Elevated levels of a class of hormones called glucocorticoids have long been linked to anxiety disorders and depression. It is known that the presence of too much of these hormones mediates what we call ‘stress’ and that resulting damage can happen in the brain creating various brain and behavior disorders. But glucocorticoids also play essential roles in the body’s equilibrium by fine tuning immune responses and the systems through which cells manufacture and adjust their energy levels. An appropriate level of these hormones is essential—it is not possible to simply try to ‘turn them off’ or reduce their level to treat stress-related disorders.
This is often the conundrum of medical research: it is not enough to identify what has gone ‘wrong’ to cause an illness, but it is necessary to identify and understand the complex biological underpinnings of what has gone wrong to be able to effectively treat the illness. Both parts of this process are complex in the human body, and remain particularly unknown in the realm of brain and behavior disorders.
So while it might seem logical to simply find a way of blocking the action of glucocorticoids to prevent stress and the resulting damage, doing so globally may actually cause more harm than it prevents by stopping other essential functions of these hormones. Olivier Berton, Ph.D., a two-time NARSAD Young Investigator Grantee and Assistant Professor of Psychiatry at the University of Pennsylvania, has recently published discoveries that point to a potentially powerful strategy to overcome this obstacle and achieve blockade of the intracellular action of glucocorticoids more precisely in certain brain circuits critical for depression and anxiety. His new research findings were published on March 28, 2012 in The Journal of Neuroscience.

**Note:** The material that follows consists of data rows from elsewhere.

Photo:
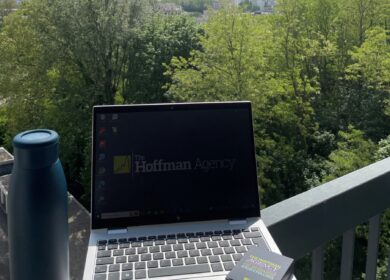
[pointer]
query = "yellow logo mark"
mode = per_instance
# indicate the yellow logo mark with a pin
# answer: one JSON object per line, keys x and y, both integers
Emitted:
{"x": 122, "y": 164}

With the support of his NARSAD Grants, Dr. Berton and his team studied mice exposed to the mouse-equivalent of bullying. Many of the mice developed behavioral problems, notably ‘social defeat,’ which takes the form of self-defeating social avoidance. These mice can be successfully treated with antidepressants. But Berton’s team also noticed that a certain number of bullied mice were naturally resilient—the bullying did not cause them to withdraw socially; indeed, these mice behaved as if they were already taking antidepressants.
Subsequent studies have identified one molecular ‘signature' that confers this self-protective effect of resiliency: the action of a class of enzymes called histone deacetylases, or HDACs. But as with the stress hormones whose impact they help to regulate, no one has been able to figure out how to target them specifically. Berton’s new research marks major progress in that search.
The research team discovered that the natural reduction in the expression of HDAC6—one member of the HDAC family—was a hallmark of resilience in the animals that did not succumb to bullying. They went on to figure out a way to manipulate HDAC6 levels in neurons that mediate the neurotransmitter serotonin. Deleting HDAC6 in serotonin neurons in the mouse brain dramatically reduced social and anxiety symptoms in mice that were not naturally resilient.
HDAC6 thus becomes a possible biomarker for, or predictor of, stress vulnerability. It also points toward the development of medications that can specifically inhibit the enzyme, thus minimizing the harmful impact of glucocorticoid signaling in serotonin neurons that results in symptoms of anxiety.